Tuesday, June 18, 2024

Hastings councils call for community waste feedback

Hastings residents are being asked for their ideas on how to reduce waste as part of the Hastings District and Napier City Councils’ review of their joint Waste Minimisation and Management Plan (WMMP).

The WMMP, which was last reviewed in 2017, is legally required to be updated every six years and public input is being sought to help set the goals and priorities for the next six years.

The overarching goal is to find ways to reduce waste and extend the life of the councils’ shared Ōmarunui landfill, and public feedback is being sought on how to achieve that. This includes people’s views on issues such as how food waste could be reduced from both homes and businesses, how to stop recycling being put with general rubbish, and how businesses could be helped to reduce waste.

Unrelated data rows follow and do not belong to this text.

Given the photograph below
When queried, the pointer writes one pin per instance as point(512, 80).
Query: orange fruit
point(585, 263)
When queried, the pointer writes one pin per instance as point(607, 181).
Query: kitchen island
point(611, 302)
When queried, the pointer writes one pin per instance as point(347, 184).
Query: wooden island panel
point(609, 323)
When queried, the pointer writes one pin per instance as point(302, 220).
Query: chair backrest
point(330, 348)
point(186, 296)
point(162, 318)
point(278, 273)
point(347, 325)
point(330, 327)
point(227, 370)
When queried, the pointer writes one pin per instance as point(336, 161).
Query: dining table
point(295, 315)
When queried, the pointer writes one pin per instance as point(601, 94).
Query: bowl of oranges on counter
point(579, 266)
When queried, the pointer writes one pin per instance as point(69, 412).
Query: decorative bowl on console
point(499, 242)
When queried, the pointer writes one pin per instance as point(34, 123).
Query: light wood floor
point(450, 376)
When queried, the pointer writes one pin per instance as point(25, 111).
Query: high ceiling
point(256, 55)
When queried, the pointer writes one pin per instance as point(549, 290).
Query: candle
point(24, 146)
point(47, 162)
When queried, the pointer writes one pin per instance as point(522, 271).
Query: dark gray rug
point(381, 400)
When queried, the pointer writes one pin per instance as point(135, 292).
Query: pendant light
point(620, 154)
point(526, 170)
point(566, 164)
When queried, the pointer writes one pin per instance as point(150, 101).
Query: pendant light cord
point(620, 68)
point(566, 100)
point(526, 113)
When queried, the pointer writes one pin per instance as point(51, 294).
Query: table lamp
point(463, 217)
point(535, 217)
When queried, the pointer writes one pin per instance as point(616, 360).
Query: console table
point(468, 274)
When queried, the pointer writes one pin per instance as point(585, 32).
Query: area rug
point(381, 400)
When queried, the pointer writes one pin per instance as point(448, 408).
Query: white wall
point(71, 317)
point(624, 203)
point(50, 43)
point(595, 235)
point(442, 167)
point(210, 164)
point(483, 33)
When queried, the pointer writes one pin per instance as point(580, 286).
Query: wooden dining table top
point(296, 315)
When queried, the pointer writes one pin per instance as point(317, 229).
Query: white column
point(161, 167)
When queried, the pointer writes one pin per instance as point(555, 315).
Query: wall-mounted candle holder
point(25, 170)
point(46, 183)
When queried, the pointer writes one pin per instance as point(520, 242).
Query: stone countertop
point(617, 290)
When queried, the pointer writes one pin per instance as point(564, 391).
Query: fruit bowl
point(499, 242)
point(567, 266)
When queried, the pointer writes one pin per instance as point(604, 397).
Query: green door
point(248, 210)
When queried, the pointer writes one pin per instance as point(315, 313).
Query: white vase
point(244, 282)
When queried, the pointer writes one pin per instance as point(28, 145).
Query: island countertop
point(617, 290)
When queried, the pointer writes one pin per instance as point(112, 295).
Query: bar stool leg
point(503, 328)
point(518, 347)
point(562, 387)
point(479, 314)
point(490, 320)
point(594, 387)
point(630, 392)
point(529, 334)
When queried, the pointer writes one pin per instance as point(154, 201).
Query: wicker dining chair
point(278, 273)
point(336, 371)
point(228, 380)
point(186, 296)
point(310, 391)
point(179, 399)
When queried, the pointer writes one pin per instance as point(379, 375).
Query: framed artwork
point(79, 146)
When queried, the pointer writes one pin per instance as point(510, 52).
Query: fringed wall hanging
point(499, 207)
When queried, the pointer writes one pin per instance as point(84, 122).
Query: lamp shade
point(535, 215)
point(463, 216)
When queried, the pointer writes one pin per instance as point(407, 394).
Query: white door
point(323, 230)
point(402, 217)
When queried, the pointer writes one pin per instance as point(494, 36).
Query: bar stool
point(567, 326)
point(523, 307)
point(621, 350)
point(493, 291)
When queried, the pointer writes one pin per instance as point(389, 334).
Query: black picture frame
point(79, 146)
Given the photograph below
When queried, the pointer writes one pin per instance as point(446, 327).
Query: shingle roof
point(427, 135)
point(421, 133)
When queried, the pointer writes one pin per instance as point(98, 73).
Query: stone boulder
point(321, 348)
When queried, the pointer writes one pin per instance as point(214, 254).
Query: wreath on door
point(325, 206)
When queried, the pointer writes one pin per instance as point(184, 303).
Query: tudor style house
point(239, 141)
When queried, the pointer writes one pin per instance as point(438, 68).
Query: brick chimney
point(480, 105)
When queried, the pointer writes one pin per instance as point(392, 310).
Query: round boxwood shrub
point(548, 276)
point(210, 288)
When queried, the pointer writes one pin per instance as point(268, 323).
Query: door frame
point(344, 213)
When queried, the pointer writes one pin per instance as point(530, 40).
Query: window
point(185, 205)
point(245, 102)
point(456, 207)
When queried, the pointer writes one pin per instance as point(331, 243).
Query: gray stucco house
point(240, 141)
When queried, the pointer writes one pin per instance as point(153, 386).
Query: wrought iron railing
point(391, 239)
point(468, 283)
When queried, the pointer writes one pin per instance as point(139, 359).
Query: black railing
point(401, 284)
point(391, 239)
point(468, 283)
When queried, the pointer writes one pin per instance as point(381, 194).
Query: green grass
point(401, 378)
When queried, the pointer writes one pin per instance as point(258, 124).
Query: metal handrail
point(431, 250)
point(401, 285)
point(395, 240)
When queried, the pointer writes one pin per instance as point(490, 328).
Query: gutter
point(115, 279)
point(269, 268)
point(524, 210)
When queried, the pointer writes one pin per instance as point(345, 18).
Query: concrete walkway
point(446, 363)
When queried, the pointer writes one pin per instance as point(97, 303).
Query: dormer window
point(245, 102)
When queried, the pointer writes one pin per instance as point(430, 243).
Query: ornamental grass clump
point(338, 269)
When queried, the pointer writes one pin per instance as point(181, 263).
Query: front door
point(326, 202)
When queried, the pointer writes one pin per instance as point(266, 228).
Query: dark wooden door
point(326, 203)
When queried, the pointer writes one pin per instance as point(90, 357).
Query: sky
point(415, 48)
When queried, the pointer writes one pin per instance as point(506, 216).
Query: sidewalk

Residents have until June 30 to give their feedback and this early engagement process will help inform an updated draft WMMP that will be released for consultation in March 2025, the Council said in a statement.

Part of the review includes conducting a waste assessment to measure what people are throwing out and whether more can be recycled.

Joint waste futures committee chair and Napier City Councillor, Hayley Browne said the latest survey in 2022 showed that around 60% of what was put in wheelie bins could be recycled, and 35% of what was taken to the transfer stations as rubbish could have been diverted from landfill – much of it food and green waste.

“If we can get compostable garden and food waste out of the general waste stream there are considerable benefits to ratepayers through getting a longer life out of the landfill, and to the environment,” she said.

Deputy chair and Hastings District Councillor, Ana Apatu said as a result of the current WMMP, adopted in 2018, the new kerbside recycling and rubbish services had been introduced, and there had been increased education and support to empower residents, service users and communities to prioritise efforts in waste reduction.

“The amount of recyclable and compostable materials being put in wheelie bins has been reducing, but as a community we still need to do more to meet our goals of diverting recyclables and organics from going to landfill.”